I gleaned two eminently useful phrases from these writers, so I will digress temporarily from the topic of trees languishing in atmospheric pollution and insert some photos of more pleasant images from our gardens which finally decided to bloom - after weeks of gloomy rain, having been mercilessly replaced by days of vicious, suffocating, humid heat.
How fortunate am I to live in the age of the intertubes where such content is freely available and instantly accessible, and the authors so generous to share their trenchant observations.  I highly recommend both of those blogs, from which I expect their very useful phrases will go far to help me cope with the recurrent pain of enlightenment.
From the Watermelon Blog I discovered the term "jamais vu" which is in contrast to the more familiar "deja vu".  It means the opposite of an eerie perception of having been in the same place or situation before, to describe NOT recognizing a place that should be familiar.  I have mentioned before that I often have that bewildering discombobulation now that the landscape is altered beyond recognition, where trees are missing and hills or houses that were obscured beyond their cover have suddenly loomed into view, and I feel abruptly marooned  and lost even in places I have been on an almost daily basis for decades.  Now I have a name for that sensation, by which I intend to control it.
From Wibble I learned of the dismissive term "c'est la guerre" which refers to irrational behavior excused because it derives from the craziness endemic to war.  This I shall substitute as more evocative than "it's the insanity" which I had been mentally repeating with alarming frequency to describe all sorts of lunacy, my own especially, that is antithetical to rational thought, but rather an often unavoidable consequence of inhabiting the parallel universe where bounty masks the coming crisis.  Here's the definition according to urbandictionary:
"This French phrase of resignation gained widespread use during World War II. It provided the universal excuse for everything that was broken, no longer functioned, was unavailable or could not be accomplished. It also explained away all unusual behavior. That it is in the language of a nation whose life and joie de vivre was being crushed by an occupational army gives it an aroused sensibility."
"The phrase lingered into European reconstruction and then into modern times in all nations. It is spoken with a wry acknowledgement of its former literal meaning even though it may currently describe any other interfering force preventing accomplishment of a task, even laziness."  Or the cognitive dissonance and intermittent paralysis that results from helplessly witnessing a train wreck you cannot stop?
The first leaves to emerge in the spring, lowest on annual weed stalks, are already exhibiting symptoms of exposure to ozone.
They are losing the ability to photosynthesize and produce chlorophyll, hence the lack of color, and the brown damaged stomates speckling the surface.
While I am still diverging from ozone, I will post some thoughts by another virtual acquaintance, a correspondent by the name of Clive, who lives and ponders deep thoughts in faraway New Zealand.  He had contributed extensive comments to Climate Progress incorporating the teachings of Jiddu Krishnamurti, which with his kind indulgence are partially reproduced below along with some emailed embellishments (as usual blogger plays havoc with fonts, sorry!):
"Krishnamurti was greatly concerned with the destruction of the environment, which he described very passionately many decades back. Taking the liberty of paraphrasing the essence of his words, he said man was destroying the environment because he has no relationship with it. There is really only one crisis, not many, and that is the crisis in human consciousness. All mankind’s problems stem from there; they are a result of his greed, his desire for power, his fear, his pursuit of illusory security. These are all manifestations of the self, the ego. Because Man is divided in himself, he cannot help but create a world that is divided, separated into nations, religions, beliefs. And when there is separation there must be conflict.

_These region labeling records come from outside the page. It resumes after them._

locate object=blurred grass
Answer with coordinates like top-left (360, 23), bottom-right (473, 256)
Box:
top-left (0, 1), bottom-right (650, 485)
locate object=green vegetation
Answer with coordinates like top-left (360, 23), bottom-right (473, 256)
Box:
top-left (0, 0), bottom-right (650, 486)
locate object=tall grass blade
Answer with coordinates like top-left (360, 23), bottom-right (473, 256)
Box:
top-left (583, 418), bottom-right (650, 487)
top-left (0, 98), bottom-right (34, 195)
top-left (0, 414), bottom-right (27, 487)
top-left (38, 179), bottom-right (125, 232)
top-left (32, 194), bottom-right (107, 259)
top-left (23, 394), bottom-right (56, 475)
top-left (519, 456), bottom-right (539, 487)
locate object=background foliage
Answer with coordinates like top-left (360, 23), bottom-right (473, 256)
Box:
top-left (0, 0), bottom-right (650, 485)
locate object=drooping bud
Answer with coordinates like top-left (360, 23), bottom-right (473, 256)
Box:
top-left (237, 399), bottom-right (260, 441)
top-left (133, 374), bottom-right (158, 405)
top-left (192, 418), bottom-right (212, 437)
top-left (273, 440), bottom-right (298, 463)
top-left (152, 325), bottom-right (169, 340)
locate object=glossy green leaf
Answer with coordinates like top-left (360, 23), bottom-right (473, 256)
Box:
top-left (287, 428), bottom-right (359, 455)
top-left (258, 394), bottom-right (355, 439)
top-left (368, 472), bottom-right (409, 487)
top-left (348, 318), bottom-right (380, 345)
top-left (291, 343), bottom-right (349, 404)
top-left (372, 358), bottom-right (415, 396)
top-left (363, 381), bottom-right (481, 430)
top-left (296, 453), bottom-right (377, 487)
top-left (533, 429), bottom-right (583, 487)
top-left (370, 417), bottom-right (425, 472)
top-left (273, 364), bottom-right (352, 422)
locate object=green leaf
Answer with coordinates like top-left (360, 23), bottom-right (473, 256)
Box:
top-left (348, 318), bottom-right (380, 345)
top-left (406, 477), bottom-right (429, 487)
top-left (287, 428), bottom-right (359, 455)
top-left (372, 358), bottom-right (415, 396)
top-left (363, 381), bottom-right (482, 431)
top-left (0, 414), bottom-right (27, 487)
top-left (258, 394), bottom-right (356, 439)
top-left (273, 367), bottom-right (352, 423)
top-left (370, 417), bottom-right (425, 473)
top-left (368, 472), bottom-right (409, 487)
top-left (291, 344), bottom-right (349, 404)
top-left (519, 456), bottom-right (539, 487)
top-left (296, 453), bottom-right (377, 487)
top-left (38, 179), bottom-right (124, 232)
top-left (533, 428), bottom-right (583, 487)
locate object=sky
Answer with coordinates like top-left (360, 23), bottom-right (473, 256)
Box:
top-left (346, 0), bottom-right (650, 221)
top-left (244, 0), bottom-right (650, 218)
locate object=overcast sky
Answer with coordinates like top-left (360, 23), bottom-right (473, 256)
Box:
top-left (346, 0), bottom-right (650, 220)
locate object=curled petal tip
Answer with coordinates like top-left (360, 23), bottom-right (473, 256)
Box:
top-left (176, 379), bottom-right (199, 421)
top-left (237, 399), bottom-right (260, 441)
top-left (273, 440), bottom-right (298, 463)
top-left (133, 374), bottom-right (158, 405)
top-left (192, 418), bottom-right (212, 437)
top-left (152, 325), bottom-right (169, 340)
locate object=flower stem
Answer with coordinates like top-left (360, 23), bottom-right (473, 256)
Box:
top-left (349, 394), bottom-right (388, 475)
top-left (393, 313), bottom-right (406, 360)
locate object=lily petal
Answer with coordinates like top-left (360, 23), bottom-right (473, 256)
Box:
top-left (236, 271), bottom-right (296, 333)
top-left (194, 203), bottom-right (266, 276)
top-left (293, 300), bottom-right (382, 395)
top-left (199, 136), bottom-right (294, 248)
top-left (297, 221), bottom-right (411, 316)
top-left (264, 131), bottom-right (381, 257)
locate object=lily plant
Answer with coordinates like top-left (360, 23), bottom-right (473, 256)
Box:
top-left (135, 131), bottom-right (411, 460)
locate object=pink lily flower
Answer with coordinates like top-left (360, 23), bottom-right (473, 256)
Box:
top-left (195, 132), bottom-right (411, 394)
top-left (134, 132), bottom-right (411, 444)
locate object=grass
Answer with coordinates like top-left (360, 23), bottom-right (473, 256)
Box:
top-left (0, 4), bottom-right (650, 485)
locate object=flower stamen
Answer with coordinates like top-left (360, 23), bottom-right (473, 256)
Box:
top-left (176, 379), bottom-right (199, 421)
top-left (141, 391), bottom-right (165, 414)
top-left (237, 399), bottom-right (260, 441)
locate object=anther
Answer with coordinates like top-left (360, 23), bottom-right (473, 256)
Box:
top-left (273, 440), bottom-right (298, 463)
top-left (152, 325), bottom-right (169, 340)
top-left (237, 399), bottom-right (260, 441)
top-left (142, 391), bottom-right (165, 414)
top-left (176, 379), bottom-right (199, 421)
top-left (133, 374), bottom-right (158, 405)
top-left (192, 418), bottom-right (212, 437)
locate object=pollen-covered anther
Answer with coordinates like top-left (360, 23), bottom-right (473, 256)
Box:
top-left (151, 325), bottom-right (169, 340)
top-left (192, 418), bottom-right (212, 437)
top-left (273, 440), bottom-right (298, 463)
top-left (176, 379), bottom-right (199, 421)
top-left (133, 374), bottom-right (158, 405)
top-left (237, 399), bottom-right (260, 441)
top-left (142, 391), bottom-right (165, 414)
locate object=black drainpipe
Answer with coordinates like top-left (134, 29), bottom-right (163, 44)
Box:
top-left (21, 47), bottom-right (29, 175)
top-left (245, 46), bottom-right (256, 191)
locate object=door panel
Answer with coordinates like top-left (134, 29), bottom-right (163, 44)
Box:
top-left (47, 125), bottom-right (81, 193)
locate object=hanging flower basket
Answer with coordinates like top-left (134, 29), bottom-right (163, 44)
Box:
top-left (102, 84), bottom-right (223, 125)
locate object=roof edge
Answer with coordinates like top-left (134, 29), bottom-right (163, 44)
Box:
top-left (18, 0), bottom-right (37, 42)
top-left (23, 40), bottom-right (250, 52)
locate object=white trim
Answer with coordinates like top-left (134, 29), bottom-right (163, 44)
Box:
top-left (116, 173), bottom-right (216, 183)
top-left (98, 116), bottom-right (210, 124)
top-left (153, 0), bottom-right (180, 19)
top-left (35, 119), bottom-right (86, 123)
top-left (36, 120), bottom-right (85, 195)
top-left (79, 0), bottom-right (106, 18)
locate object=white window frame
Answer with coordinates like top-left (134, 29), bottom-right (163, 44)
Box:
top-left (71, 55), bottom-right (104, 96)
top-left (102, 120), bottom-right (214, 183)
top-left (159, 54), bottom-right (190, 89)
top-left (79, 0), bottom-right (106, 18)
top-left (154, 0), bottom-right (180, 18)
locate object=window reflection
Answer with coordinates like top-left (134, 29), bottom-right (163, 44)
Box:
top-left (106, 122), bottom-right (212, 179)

I think it is clear that as long as these separations exist, we cannot work together to meet the many challenges facing us.

Thus, the only way for all the chaos of society to come to an end, Krishnamurti said, the only real solution of the endless problems that mankind creates, – that is a transformation of human consciousness. That seems to me self-evident.

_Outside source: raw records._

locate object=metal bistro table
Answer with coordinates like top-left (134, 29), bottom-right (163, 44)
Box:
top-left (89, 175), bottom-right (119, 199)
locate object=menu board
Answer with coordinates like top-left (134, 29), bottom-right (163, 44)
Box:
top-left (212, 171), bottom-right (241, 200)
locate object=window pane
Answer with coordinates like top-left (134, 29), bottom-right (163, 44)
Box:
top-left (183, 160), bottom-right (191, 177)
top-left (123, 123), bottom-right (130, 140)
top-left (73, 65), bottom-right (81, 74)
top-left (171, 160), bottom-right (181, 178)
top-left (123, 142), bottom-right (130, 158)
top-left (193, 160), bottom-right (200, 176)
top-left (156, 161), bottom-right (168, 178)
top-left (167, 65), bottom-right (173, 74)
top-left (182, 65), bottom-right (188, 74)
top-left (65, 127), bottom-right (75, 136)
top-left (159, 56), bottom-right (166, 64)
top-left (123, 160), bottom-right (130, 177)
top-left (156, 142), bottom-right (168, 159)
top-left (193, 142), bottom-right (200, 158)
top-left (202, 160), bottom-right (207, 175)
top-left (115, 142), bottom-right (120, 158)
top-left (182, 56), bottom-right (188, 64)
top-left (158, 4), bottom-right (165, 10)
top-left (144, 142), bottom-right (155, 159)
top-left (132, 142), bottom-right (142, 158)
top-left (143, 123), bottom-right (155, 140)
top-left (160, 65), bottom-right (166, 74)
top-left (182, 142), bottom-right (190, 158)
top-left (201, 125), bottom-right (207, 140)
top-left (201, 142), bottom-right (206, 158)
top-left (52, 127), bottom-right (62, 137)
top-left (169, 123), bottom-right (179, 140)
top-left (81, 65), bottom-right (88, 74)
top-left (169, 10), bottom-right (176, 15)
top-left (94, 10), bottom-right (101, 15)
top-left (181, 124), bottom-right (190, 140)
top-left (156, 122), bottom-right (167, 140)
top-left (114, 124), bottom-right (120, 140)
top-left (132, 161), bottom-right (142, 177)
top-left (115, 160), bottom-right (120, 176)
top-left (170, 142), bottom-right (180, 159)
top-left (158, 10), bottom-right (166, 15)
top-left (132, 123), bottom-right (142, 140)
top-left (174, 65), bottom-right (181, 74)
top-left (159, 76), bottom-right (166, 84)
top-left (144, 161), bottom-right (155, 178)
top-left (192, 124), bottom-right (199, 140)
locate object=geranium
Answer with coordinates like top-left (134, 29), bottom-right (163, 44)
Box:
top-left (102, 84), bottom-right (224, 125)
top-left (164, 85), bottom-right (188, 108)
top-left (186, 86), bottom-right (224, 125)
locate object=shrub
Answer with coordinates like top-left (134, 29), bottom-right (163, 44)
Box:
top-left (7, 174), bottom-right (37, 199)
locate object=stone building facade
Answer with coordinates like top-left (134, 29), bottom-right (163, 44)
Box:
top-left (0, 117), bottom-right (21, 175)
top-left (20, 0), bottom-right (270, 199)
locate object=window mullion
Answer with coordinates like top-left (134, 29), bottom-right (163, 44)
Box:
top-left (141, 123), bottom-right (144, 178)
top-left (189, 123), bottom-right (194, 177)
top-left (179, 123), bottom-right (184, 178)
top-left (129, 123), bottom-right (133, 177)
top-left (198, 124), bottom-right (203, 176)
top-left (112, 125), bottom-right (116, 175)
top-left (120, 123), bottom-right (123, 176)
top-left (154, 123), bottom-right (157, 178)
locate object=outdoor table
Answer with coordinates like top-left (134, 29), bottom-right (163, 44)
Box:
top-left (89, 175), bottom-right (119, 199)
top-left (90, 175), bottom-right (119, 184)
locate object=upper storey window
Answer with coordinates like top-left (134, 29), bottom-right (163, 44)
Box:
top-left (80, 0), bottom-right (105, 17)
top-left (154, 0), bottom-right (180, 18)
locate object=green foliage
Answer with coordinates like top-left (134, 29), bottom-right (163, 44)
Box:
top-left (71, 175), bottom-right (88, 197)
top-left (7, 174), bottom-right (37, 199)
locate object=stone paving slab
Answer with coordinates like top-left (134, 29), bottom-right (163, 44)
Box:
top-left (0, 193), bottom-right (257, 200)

Less easy to understand is Krishnamurti’s insistence that each of us is totally responsible for all the problems of the world. Not the Americans, not the politicians, the capitalists, etc...  I quote:

'We are each one of us responsible for every war because of the aggressiveness of our own lives, because of our nationalism, our selfishness, our gods, our prejudices, our ideals, all of which divide us. And only when we realize, not intellectually but actually, as actually as we would recognise that we are hungry or in pain, that you and I are responsible for all this existing chaos, for all the misery throughout the entire world because we have contributed to it in our daily lives and are part of this monstrous society with its wars, divisions, its ugliness, brutality and greed – only then will we act. '”
Upon reading this I wrote back:

These excerpts [those two sections where I added italics] are very powerful to me and help me to understand my own personality and partially answer a question I wonder about constantly - what enables some few unlucky people (me included) to recognize the self-destructive course humanity has been on ever since we started exterminating species and multiplying exponentially (and you are right it goes far back in time before the Industrial Revolution, which has merely accelerated it - and even catastrophic climate change I would venture, since we started cutting forests and burning wood) which link to two seminal experiences when I was young.

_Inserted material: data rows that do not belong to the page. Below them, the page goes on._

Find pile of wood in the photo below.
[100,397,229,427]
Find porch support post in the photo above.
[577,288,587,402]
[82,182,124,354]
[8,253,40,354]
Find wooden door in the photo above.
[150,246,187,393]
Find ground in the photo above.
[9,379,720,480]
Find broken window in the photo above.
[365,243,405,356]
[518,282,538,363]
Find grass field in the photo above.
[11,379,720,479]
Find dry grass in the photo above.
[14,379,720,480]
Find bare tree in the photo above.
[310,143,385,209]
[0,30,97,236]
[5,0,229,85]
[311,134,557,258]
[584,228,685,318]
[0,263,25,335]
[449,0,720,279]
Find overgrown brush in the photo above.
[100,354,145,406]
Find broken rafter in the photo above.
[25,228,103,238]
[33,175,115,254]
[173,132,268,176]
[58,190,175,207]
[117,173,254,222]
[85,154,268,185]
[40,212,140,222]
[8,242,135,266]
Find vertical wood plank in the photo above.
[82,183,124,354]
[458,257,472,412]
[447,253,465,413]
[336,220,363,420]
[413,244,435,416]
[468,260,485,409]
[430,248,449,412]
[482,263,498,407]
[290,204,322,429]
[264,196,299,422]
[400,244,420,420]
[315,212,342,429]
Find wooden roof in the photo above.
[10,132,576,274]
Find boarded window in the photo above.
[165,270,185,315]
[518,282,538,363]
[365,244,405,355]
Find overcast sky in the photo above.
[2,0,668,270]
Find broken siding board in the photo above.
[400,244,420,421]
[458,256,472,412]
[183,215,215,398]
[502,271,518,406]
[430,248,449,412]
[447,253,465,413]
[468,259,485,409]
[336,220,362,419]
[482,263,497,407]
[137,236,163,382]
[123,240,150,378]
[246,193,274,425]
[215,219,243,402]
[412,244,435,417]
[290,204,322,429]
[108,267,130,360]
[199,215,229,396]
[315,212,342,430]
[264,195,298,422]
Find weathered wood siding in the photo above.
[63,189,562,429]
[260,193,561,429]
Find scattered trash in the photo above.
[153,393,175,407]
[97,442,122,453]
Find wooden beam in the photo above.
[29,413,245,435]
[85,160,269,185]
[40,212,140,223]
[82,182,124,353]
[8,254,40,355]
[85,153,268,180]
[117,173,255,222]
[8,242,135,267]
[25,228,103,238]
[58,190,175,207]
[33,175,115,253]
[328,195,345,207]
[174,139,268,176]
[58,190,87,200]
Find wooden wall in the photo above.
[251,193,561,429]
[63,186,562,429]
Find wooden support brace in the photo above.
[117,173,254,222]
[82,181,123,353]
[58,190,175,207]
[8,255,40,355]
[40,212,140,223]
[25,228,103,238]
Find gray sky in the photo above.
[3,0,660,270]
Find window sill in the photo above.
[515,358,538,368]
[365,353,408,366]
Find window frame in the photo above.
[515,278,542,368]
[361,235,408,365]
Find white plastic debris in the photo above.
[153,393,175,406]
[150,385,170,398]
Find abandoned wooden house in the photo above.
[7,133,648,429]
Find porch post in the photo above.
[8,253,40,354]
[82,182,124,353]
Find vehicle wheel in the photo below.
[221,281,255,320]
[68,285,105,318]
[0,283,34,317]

The first is that from as far back as I can remember I have been afraid of animals - afraid they have a collective conscious and resentment for our exploitation and cruelty towards them, and will one day turn on us in a vicious but well-deserved revenge.

The other is that ever since I found out about WWII and the Nazi deathcamps - and from there all the other atrocities throughout the ages not least Lord of the Flies - I have had an inescapable inkling that people are really nasty critters underserving of our position as top predator, entwined with a deep and unshakeable sense of guilt.
Both these suspicions have made me profoundly uneasy throughout my life.

Clive responded:

"I have read a fair amount about human atrocities. And it's not a matter of studying history – they are happening all the time. It is a fact that man, or at least some men (?) is capable of great cruelty, brutality. I suggest, tentatively, that that is a result of the hurt he has received. Hurt and violence, another cycle repeating itself endless in human consciousness.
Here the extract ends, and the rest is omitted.